There’s another reason I’m intrigued by this string of posts. Posters have focused on whether coaches forcing students to pay their private companies is morally acceptable, but I haven’t heard anyone question the legality of it. I’m an attorney and think it is pretty clear that what they are doing is illegal. Private high schools are tax-exempt 501(c)(3) organizations that are subject to certain legal requirements. One is that they must be established and operated for public benefit, not private benefit. When an employee of the school uses his or her position to require students to pay him or her on the side, they are violating the private benefit doctrine. The ultimate penalty is the school’s loss of its tax-exempt status. Less severe penalties include financial penalties for the individual (here the coach) as well as anyone in a leadership position that is allowing this to occur (think board of directors/trustees). Setting aside the fact that what they’re doing is morally reprehensible, if I were the school’s counsel I would advise the school to change its ways and eliminate these practices because they are putting the school in legal jeopardy. |
What schools have actually suffered any actual legal consequences though, in circumstances like these?

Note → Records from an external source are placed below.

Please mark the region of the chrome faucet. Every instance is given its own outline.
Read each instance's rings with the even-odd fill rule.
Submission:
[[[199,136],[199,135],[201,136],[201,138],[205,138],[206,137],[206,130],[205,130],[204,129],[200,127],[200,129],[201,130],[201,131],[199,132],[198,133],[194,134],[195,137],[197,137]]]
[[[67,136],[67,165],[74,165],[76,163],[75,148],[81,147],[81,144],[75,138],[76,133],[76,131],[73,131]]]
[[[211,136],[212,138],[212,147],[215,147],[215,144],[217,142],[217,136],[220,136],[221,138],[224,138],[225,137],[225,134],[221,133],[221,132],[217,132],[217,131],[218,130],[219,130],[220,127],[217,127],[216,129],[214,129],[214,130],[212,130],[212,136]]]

I don't disagree with you about the moral reprehensibility and theoretical legal risk, but typically advise my internal clients based on what's most likely to happen (or not) in practice. |
This has been going on for years. High school hires coach because coach has direct ties to club/travel program therefore he/she has pipeline to top tier talent for the high school program.
The whole thing is one big shakedown. I agree with the PP focus on academics for your choice of school. If your kid is good enough to play at the next level they’ll play. |
Yes - this has been going on for years at many schools. But what you describe is different than getting cut from the high school team if you don't (pay to) play on the coach's off season travel program. |
Sounds like OLGC girls lax. Has been going on for years. |
But what do players actually get from being on a high school team? Cant a really good player just play for a travel team/club? Would he have equal chances for colleges? |
Well, playing on the school team is character-building, don’t cha know. At least, that what the schools’ websites say.